I just recently started trying a few of your recipes and they have all turned out great! The orange chicken is the next one I want to try tonight! Question, I have some extra chicken wings from a bbq, can I use this recipe for wings as well? Would the ingredient amounts be the same?
Thsnks!
Winnie
Hi Winnie! I’m so happy to hear that! Thanks so much for your kind feedback! 🙂 Yes, you can use wings for this recipe. 🙂 They are about the same size, so it should work as long as the wings are covered with the sauce (Step 3). 🙂
Can I substitute white wine with sake?
Hi Poon! You can replace it with dry sherry. 🙂
Dear Nami,
this recipe looks amazing! Quick question… can I use orange peel instead of marmalade? I think it will be more natural like that (cause lets face it, we never know what kind of chemical substances they put inside marmalade) and it would also reduce the sugar. Or is sugar essetial as well? Thanks!
Hi Alina! As you see in the recipe, this recipe doesn’t include any sweetener besides the marmalade; therefore, if you omit marmalade and use orange peel, you may want to add honey (or sugar or other sweetner) to create “orange teriyaki” flavor. If you prefer to keep it healthier, you can totally omit it, but it’ll be just too salty (from soy sauce). Sweetness is up to you. 🙂
Hello Nami,
thanks for your reply! Yes I get the point… then I have to write down “orange marmelade” in my shopping list 🙂 Thanks!
Hope you enjoy! 🙂
Oh my God,
it turned out AMAZING!!! I used both marmelade and orange peel+juice instead of water. WOW! I will be definitely cooking it again, thank you for sharing this recipe, Nami!

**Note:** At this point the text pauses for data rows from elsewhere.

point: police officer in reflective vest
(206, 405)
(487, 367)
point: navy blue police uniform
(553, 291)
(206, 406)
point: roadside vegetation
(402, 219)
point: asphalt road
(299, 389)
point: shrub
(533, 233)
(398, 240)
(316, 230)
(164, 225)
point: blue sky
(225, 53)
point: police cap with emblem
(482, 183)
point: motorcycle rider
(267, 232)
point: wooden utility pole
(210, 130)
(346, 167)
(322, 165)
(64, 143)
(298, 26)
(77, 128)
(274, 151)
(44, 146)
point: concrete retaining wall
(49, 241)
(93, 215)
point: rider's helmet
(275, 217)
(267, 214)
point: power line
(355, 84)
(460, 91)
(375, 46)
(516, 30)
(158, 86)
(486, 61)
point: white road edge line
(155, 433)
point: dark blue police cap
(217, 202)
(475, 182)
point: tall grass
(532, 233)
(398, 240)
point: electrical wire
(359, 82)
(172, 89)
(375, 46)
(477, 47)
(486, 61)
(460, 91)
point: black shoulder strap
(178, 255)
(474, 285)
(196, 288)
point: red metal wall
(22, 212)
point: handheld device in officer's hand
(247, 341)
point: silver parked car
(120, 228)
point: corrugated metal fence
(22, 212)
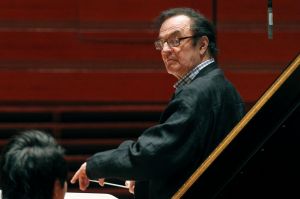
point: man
(33, 167)
(204, 108)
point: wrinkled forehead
(175, 25)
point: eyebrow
(175, 33)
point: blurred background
(86, 71)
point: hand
(130, 184)
(81, 176)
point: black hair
(200, 25)
(29, 166)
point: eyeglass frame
(178, 40)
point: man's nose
(166, 47)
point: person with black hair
(32, 166)
(203, 109)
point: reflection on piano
(74, 195)
(260, 156)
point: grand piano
(260, 157)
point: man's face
(181, 59)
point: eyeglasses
(172, 42)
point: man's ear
(203, 45)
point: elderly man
(204, 108)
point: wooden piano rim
(235, 131)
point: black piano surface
(263, 158)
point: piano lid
(259, 157)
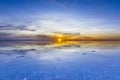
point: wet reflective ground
(60, 61)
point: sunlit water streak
(60, 61)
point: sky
(87, 17)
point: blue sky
(47, 16)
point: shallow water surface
(60, 61)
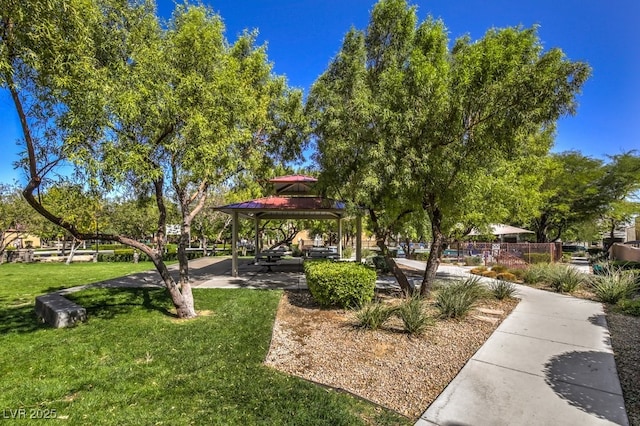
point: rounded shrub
(507, 276)
(499, 269)
(343, 284)
(479, 270)
(472, 261)
(537, 257)
(489, 274)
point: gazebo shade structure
(293, 200)
(502, 230)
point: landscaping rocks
(386, 366)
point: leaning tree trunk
(72, 253)
(395, 269)
(183, 261)
(433, 261)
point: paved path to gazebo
(549, 363)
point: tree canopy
(408, 122)
(130, 105)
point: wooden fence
(512, 255)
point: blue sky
(303, 36)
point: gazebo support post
(340, 238)
(359, 238)
(234, 244)
(257, 234)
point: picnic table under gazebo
(293, 199)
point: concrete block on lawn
(59, 311)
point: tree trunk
(74, 246)
(398, 273)
(433, 261)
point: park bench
(322, 253)
(58, 311)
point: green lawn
(134, 363)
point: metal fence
(512, 255)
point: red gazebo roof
(279, 207)
(293, 184)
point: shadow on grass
(19, 319)
(107, 303)
(99, 303)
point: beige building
(20, 239)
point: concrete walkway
(549, 363)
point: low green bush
(507, 276)
(347, 252)
(502, 289)
(613, 285)
(563, 278)
(489, 274)
(343, 284)
(380, 263)
(373, 315)
(518, 273)
(479, 270)
(367, 252)
(455, 300)
(534, 258)
(629, 307)
(499, 268)
(536, 273)
(414, 318)
(422, 256)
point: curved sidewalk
(549, 363)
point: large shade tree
(407, 122)
(578, 190)
(127, 104)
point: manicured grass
(20, 282)
(133, 362)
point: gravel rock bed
(386, 366)
(625, 339)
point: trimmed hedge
(342, 284)
(537, 257)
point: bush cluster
(342, 284)
(502, 289)
(500, 272)
(489, 274)
(613, 284)
(534, 258)
(374, 315)
(411, 312)
(422, 256)
(456, 299)
(629, 307)
(507, 276)
(472, 261)
(562, 278)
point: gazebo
(293, 199)
(501, 231)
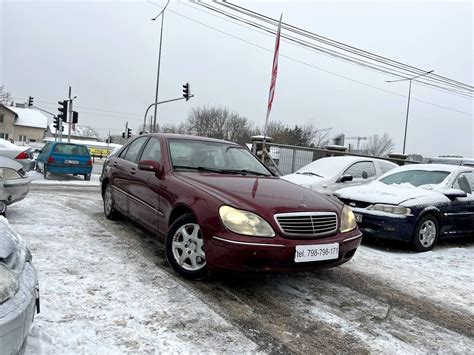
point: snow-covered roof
(29, 117)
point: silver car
(327, 175)
(23, 155)
(14, 183)
(19, 294)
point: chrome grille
(307, 224)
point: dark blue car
(416, 203)
(65, 158)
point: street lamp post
(162, 13)
(408, 103)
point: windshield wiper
(308, 173)
(244, 172)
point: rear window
(70, 149)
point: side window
(361, 170)
(465, 182)
(152, 150)
(134, 149)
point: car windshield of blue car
(416, 177)
(216, 157)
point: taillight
(23, 155)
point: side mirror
(453, 193)
(345, 178)
(149, 165)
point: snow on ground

Haha! I’m so happy to hear you enjoyed this recipe! I haven’t made this for a while – It’s time to update the recipe with new photos (and maybe video)… 🙂 Thank you for your kind feedback!
I found your site while searching for a particular dish. I am having a wonderful time checking out all the interesting and informative recipes and techniques you offer.. :O)
A question about this drumette dish. I will want to double the recipe. Will a straight doubling of the cooking ingredients be correct, or is there a ratio which should be followed?
Hi Ross! I recommend doubling the sauce ingredients but not celery. The sauce might give you a bit extra as it does not evaporate as much. But I assume it’s better to have more sauce than not having enough. 🙂
Thanks for this awesome recipe, it was delicious! 🙂
Hi Tim! Thank you so much for trying this recipe! I’m so happy to hear you enjoyed it! 🙂
I tried this tonight and it tastes great!! thanks for sharing..
Hi Mary! I’m happy to hear you enjoyed it. Thank you so much for letting me know! 😀
I would love to try this recipe. I’m sure it’ll be a hit with the fiancé and family. =)
I hope you will enjoy it! 🙂
What is otoshi-buta?
It’s a Japanese cooking technique. You can read more about it under How To Make Otoshibuta Page: https://www.justonecookbook.com/how-to/how-to-make-otoshi-buta/
I like the new look and feel to the blog–looks very clean and approachable! =)
Thank you Kimberley! I appreciate all of your suggestions. I hope you don’t mind being my personal editor. Hehe.